This work addresses the challenge of training binary neural networks with the non-differentiable Heaviside activation function, which impedes stable optimization via gradient-based methods. The authors propose a novel smooth approximation, termed HTAF, constructed through a composite of sigmoid and hyperbolic tangent functions. HTAF exhibits both high gradient magnitude near zero and slow tail decay, enabling effective optimization with standard gradient descent. Notably, HTAF is employed for the first time to build an interpretable Implicit Concept Bottleneck Model (ICBM), facilitating stable discretization in spiking neural networks, binary networks, and deep Heaviside networks. Experiments demonstrate that the proposed approach achieves competitive or superior predictive performance across multiple architectures and image datasets while significantly enhancing the stability of discrete feature learning compared to existing standard models.

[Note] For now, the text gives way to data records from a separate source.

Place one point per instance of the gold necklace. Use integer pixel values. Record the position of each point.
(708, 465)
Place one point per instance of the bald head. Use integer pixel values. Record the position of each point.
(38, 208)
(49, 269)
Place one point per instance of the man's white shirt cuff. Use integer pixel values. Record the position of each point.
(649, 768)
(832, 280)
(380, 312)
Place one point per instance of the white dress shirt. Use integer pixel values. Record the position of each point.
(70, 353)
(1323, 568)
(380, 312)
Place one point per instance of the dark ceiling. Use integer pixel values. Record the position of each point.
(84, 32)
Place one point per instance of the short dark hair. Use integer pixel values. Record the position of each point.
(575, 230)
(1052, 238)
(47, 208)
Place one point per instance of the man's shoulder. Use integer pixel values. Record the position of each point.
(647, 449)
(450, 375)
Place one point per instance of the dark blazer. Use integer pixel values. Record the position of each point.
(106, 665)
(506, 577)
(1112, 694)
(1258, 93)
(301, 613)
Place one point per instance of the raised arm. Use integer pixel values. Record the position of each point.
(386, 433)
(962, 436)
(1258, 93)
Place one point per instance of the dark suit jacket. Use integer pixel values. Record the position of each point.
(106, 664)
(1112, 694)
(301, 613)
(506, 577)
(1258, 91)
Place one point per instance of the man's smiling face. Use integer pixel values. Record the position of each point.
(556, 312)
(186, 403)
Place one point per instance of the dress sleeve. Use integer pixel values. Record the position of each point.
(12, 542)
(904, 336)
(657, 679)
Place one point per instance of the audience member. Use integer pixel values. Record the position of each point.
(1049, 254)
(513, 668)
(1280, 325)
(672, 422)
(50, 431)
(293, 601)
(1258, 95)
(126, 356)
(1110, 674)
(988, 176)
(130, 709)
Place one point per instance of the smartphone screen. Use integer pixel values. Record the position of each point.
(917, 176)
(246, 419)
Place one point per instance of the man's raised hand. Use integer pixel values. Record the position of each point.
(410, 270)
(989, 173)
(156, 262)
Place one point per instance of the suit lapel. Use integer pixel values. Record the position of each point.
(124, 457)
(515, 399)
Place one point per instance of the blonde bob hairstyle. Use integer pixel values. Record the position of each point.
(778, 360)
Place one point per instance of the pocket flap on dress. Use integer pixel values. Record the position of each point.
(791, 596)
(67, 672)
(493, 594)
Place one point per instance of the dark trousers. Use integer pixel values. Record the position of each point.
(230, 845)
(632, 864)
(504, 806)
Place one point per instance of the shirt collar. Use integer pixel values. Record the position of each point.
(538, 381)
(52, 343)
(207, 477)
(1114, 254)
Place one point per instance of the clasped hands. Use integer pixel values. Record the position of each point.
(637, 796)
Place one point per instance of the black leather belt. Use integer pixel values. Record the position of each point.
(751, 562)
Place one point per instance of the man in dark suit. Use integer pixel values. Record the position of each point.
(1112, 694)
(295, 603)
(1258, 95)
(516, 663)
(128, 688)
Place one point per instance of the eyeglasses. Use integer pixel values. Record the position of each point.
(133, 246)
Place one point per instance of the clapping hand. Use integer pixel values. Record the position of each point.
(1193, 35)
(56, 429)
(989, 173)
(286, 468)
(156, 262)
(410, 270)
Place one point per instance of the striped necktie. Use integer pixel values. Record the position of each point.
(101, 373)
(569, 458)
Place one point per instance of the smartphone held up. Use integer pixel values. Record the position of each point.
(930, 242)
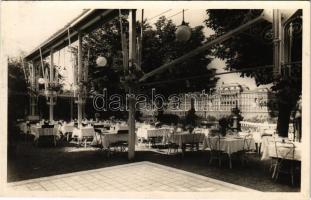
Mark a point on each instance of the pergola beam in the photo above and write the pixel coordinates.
(86, 22)
(202, 48)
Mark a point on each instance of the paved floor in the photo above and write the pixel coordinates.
(135, 177)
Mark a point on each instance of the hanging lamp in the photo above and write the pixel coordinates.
(101, 61)
(183, 32)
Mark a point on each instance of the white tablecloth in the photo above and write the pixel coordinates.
(283, 150)
(205, 131)
(229, 145)
(38, 131)
(108, 138)
(153, 132)
(66, 128)
(23, 127)
(83, 132)
(185, 138)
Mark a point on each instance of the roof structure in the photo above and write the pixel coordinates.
(87, 21)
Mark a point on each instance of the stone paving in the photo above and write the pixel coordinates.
(135, 177)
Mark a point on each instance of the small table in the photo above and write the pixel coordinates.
(83, 133)
(38, 131)
(269, 150)
(230, 145)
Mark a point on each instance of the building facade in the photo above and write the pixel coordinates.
(219, 103)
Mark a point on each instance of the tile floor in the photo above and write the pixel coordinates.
(135, 177)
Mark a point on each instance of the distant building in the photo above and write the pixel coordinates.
(218, 103)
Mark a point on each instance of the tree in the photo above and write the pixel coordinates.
(159, 47)
(254, 48)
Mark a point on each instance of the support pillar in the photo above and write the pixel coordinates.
(79, 79)
(51, 103)
(132, 57)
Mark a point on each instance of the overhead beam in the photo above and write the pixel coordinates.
(202, 48)
(92, 20)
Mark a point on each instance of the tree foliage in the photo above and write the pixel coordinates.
(159, 47)
(254, 48)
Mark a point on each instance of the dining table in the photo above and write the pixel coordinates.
(229, 144)
(183, 138)
(38, 131)
(288, 150)
(82, 132)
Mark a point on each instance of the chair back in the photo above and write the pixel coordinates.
(98, 125)
(47, 126)
(247, 142)
(214, 143)
(285, 150)
(123, 131)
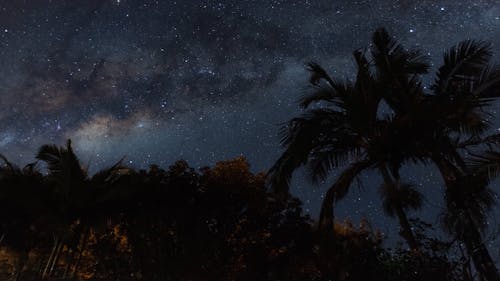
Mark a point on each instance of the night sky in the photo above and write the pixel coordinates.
(204, 81)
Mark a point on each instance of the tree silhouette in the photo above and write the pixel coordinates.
(349, 127)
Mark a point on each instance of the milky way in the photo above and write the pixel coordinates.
(199, 80)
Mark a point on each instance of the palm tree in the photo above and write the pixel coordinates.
(347, 129)
(75, 194)
(23, 202)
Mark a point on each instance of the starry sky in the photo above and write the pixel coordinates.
(204, 81)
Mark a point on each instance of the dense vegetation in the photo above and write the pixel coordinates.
(227, 223)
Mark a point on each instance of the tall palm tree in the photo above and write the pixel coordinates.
(347, 129)
(75, 194)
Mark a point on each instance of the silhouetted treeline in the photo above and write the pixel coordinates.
(218, 223)
(227, 223)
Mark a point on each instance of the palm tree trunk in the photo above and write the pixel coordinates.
(472, 239)
(480, 255)
(85, 236)
(51, 256)
(406, 231)
(55, 260)
(326, 215)
(22, 262)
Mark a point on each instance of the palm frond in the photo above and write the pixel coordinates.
(335, 95)
(487, 163)
(488, 83)
(393, 60)
(339, 190)
(318, 73)
(13, 169)
(461, 62)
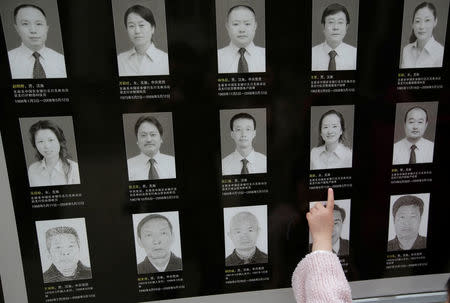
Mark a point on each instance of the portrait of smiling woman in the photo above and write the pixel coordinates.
(54, 165)
(144, 58)
(333, 149)
(423, 50)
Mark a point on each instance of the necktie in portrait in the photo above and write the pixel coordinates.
(332, 63)
(152, 173)
(242, 65)
(244, 170)
(412, 155)
(38, 70)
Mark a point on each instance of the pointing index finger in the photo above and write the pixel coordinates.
(330, 201)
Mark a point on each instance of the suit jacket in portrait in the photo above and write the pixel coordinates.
(420, 243)
(146, 267)
(233, 259)
(53, 275)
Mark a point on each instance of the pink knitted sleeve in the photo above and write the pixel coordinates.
(319, 278)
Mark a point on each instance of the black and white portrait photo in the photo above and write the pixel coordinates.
(158, 242)
(150, 146)
(341, 230)
(243, 138)
(241, 36)
(408, 222)
(245, 235)
(33, 39)
(141, 37)
(331, 136)
(415, 128)
(334, 35)
(423, 33)
(50, 150)
(64, 250)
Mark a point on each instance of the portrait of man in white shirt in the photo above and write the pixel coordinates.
(413, 148)
(333, 53)
(241, 55)
(32, 59)
(150, 163)
(244, 159)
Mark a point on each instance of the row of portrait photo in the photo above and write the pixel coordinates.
(51, 157)
(408, 224)
(35, 46)
(65, 254)
(331, 137)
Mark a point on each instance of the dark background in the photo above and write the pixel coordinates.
(96, 110)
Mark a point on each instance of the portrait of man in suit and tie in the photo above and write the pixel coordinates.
(29, 29)
(240, 24)
(158, 244)
(149, 135)
(245, 235)
(341, 230)
(414, 133)
(64, 250)
(241, 132)
(332, 53)
(408, 222)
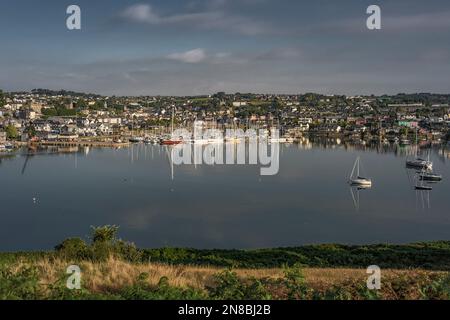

Activation functions play a central role in neural networks by shaping internal representations. Recently, learning binary activation representations has attracted significant attention due to their advantages in computational and memory efficiency, as well as interpretability. However, training neural networks with Heaviside activations remains challenging, as their non-differentiability obstructs standard gradient-based optimization. In this paper, we propose Heavy Tailed Activation Function (HTAF), a smooth approximation to the Heaviside function that enables stable training with gradient-based optimization. We construct HTAF as a sigmoid hyperbolic tangent composite function and theoretically show that it maintains a large gradient mass around zero inputs while exhibiting slower gradient decay in the tail regions. We show that Spiking Neural Networks, Binary Neural Networks and Deep Heaviside neural Networks can be trained stably using HTAF with gradient-based optimization. Finally, we introduce Implicit Concept Bottleneck Models (ICBMs), an interpretable image model that leverages HTAF to induce discrete feature representations. Extensive experiments across various architectures and image datasets demonstrate that ICBM enables stable discretization while achieving prediction performance comparable to or better than standard models.